Carmouche grew up the son of a jockey in Louisiana, so he was exposed early on in his life to the culture and lifestyle. He would wake up at 4:30 in the morning and follow his father into the area bush tracks where he would watch and help him practice.
When he was 16-years-old, back in 2000, he began riding professionally himself. Ever since he’s enjoyed a long 21-year-long career that moved him from Louisiana to Texas to Philadelphia, and now he’s positioned as one of the best jockeys in New York. Back in September 2018, Carmouche suffered a painful leg injury that forced him to endure a lengthy six-month recovery. However, his return to the tracks has given him some of the greatest achievements in his career.
In the fall of 2020 he earned the riding title at Aqueduct and his first Grade 1 victory back in December 2020. Now, on May 1st of this year, he will be riding in the Kentucky Derby for the first time.
“If you don’t dream it, it’s never going to happen. I dreamed it. To be here at this point and how long it took and the hard work that I put in to get to this point, going to the Kentucky Derby, this is icing and everything on the cake.”

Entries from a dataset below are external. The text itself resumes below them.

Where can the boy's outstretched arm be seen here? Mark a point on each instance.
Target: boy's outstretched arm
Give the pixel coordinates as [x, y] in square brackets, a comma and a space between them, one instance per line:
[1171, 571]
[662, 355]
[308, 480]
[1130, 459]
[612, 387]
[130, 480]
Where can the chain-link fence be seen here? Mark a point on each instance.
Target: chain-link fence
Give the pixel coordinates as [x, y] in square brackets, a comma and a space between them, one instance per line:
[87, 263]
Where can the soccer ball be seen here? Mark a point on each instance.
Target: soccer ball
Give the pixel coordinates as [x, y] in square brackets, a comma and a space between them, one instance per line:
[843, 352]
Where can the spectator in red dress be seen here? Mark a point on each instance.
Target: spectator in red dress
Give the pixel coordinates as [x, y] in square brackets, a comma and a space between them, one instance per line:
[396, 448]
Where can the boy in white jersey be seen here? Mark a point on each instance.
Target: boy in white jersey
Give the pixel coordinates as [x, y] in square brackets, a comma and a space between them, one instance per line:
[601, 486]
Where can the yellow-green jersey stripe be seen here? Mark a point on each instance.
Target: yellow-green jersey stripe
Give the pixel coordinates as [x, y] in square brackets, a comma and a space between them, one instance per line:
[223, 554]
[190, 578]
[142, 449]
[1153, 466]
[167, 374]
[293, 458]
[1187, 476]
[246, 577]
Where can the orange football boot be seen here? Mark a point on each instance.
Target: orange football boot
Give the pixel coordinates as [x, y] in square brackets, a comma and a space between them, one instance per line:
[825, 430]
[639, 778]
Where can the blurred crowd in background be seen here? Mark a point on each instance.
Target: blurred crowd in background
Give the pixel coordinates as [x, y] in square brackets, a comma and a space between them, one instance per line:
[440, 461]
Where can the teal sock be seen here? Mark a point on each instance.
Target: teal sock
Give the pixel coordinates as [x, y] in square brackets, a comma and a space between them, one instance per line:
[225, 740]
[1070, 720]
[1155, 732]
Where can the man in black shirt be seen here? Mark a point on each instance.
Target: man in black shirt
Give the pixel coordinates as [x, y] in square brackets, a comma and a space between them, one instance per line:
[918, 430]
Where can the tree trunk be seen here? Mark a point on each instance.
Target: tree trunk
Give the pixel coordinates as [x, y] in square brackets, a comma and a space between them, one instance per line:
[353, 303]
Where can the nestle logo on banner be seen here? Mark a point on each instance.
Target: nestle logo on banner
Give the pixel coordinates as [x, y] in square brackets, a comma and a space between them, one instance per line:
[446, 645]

When asked about advice that he would give to young jockeys who will be watching him compete in May, Carmouche claimed that “You have to polish yourself. You have to ride smart. You have to do all the correct things and grind it out until that happens. This is where I want to be.”
Carmouche is the first Black jockey to compete in the Kentucky Derby since Kevin Krigger, who finished in 17th back in 2013. Originally, Black jockeys were the majority of competitors in the derby, winning 15 out of the first 28 races in the beginning of the Derby’s history. Now, Carmouche marks one of the very few Black jockeys in the United States, and he says he hopes to inspire many others to follow in his footsteps.

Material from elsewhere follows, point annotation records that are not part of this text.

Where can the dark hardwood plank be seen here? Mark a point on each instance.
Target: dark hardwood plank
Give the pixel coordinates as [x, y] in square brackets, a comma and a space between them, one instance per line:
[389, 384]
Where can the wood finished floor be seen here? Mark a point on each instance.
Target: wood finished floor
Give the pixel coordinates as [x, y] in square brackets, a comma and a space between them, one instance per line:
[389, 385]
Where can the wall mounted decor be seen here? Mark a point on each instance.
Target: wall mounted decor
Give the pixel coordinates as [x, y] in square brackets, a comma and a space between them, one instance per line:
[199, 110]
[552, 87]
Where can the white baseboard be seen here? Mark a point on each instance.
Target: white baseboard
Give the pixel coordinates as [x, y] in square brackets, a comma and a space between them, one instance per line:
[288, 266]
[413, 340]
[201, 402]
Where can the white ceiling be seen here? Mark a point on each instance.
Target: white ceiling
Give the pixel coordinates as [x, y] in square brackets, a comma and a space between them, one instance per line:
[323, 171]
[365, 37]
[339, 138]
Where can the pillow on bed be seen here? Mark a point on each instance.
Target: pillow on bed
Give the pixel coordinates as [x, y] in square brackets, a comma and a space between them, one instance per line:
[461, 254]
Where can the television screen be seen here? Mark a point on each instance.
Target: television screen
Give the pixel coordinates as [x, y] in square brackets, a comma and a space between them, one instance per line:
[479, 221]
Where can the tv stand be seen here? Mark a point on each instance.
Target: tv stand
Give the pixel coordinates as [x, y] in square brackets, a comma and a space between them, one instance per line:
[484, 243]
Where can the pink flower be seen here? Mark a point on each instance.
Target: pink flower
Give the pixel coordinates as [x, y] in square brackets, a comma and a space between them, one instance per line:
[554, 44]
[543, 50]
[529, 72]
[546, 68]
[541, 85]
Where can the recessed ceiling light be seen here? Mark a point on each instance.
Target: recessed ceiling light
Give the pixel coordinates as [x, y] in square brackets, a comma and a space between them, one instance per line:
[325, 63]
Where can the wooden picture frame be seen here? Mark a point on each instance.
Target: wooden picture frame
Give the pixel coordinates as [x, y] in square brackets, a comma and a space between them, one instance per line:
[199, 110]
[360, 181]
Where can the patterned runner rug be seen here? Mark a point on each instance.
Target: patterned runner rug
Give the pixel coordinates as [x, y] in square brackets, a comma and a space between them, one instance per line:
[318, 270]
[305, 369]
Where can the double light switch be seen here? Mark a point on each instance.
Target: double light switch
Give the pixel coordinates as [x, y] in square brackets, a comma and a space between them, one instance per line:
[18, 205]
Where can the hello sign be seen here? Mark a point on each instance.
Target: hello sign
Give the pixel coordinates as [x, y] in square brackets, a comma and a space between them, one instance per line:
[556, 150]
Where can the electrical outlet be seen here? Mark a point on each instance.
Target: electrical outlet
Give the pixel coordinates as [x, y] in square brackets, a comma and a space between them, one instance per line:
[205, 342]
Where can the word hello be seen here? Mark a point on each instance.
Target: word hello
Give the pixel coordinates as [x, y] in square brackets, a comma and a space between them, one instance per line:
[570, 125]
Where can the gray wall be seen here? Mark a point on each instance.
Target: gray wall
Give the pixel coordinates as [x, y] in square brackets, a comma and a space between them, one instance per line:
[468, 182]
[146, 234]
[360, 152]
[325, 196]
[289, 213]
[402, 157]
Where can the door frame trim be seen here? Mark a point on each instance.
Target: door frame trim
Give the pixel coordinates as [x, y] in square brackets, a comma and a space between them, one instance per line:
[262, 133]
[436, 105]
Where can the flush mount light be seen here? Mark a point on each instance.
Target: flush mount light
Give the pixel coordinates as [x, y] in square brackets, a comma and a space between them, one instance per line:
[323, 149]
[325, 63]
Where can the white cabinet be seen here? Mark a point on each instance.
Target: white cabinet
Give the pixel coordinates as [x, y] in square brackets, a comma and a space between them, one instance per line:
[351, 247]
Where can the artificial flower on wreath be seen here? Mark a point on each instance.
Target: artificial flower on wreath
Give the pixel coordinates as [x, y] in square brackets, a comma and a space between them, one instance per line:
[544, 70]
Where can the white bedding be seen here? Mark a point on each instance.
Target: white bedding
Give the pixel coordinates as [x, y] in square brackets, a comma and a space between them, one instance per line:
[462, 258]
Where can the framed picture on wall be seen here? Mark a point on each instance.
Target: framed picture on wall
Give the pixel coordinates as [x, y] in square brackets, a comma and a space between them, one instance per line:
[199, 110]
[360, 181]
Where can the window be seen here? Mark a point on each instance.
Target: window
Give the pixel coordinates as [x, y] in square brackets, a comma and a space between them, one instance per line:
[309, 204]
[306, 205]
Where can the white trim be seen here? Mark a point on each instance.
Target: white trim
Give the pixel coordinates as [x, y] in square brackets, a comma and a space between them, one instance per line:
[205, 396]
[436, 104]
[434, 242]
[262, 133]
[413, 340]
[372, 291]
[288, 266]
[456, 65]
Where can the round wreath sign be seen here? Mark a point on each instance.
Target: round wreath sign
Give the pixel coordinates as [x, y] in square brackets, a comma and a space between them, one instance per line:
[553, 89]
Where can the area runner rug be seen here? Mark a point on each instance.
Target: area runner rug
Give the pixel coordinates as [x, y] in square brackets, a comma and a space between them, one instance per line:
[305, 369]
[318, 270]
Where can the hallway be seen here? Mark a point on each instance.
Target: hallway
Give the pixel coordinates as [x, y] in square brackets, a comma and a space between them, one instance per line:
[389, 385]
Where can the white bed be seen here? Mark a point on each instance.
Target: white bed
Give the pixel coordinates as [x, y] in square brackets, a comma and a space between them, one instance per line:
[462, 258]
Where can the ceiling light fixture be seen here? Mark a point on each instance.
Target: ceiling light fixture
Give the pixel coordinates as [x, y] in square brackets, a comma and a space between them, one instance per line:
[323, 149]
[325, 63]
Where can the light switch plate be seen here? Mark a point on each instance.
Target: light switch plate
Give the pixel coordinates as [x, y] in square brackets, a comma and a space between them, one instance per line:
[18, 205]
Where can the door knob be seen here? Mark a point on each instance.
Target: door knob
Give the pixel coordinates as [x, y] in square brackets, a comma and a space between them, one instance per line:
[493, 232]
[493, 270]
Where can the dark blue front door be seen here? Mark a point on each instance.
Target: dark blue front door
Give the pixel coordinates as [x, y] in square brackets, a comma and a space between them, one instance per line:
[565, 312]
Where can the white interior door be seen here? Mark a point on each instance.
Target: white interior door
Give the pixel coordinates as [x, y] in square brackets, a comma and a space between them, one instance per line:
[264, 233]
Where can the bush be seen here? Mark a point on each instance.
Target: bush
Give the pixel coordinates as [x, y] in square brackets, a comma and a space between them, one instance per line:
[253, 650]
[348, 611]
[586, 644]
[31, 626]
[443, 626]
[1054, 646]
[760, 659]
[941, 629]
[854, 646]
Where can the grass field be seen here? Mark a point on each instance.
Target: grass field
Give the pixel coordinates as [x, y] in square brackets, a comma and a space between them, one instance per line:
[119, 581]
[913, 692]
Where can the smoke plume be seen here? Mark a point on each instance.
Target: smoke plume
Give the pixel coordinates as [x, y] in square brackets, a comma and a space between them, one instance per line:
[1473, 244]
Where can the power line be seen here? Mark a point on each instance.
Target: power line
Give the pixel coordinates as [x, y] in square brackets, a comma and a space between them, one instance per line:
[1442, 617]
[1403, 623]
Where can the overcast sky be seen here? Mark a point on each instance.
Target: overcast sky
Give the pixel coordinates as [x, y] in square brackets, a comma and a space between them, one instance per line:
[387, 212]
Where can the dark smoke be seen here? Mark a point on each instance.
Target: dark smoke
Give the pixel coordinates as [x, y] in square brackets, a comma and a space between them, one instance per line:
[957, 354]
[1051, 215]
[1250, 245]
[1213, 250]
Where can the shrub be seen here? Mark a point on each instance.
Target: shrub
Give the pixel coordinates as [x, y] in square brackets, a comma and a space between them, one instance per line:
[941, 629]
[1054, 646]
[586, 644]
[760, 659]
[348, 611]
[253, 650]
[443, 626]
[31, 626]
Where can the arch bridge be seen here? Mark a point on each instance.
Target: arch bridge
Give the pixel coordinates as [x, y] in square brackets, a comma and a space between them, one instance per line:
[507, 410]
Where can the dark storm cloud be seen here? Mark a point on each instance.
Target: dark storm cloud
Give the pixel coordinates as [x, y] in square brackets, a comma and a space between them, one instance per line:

“I think people just need to open their eyes and realize it doesn’t matter what color you are. You work hard. You’re an honest person. You want the best for you and your family and the team you’re putting together at the track so you can win races. It’s no black or white. It’s just purple or green, whatever you want to call it. We all bleed the same.”
Carmouche said his confident attitude comes from his father, who pushed him to leave home and pursue this career when he was younger. “My parents told me to get the hell out of Louisiana. They told me, ‘Go make yourself your own home.’ People get it twisted. They try to make their home where they’ve been at all their life. You can’t do that. You’ve got to go make your own home with your own family, your own kids.”
Sylvester Carmouche, his father, and several other family members are planning to make it to Louisville on Derby Day to watch Kendrick ride.